It’s a challenging market, no doubt about it. But builders can find a way to sell homes as long as they pay close attention to their potential buyers. We’ve never subscribed to the idea that the same floor plan and the same marketing campaign will be effective in every situation. It just doesn’t work that way. Builders need to understand exactly what price point, what square footage, what location and what product type will speak to the buyers in a given community. When you understand all those elements, your homes will sell.

In fact, last year we closed a new community in Garden Grove with single family homes called Pomelo that very specifically targeted local buyers. In this instance, the homes responded to the importance buyers place on extended family. We designed downstairs bedrooms for in-laws, large great rooms for family gatherings, and unusually spacious backyards.

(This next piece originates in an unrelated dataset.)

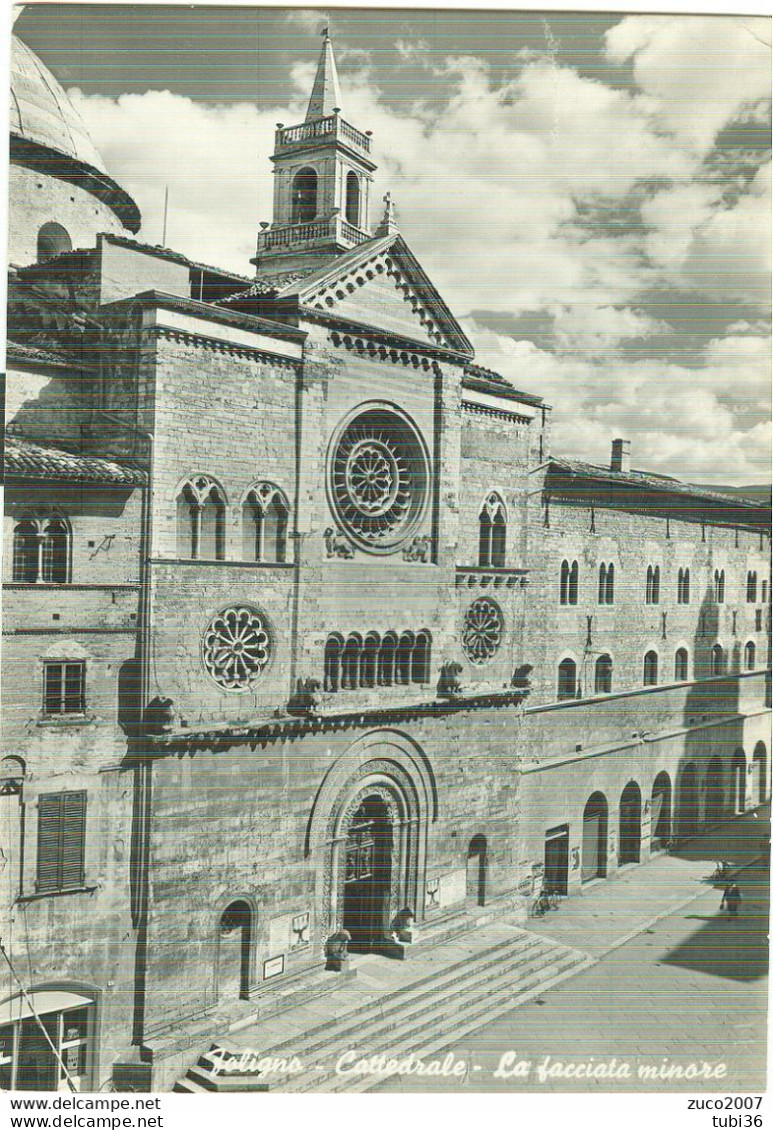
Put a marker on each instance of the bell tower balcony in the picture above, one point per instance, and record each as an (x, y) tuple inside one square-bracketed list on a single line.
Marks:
[(333, 129)]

We are continually making adjustments large and small. For example, in 2008 we opened a community in Westminster and assumed our buyers would be couples with young families. But that wasn’t the case. We were attracting younger buyers without children, or couples with infants. So we quickly adjusted the floor plan in the model, converting one of the bedrooms into a home office. It worked. The prospective buyers suddenly had an easier time seeing themselves in the homes. We also altered our marketing efforts to reach a younger buyer. This meant different ads and different advertising vehicles.

Beyond designing homes that respond in a very smart way to buyer preferences – keeping in mind that those preferences differ from one group of buyers to the next – the real secret is job creation. The economy must continue to add jobs. Buyers want to know that they will have a good job a year from now. That certainty gives them the confidence to make the commitment to a new home.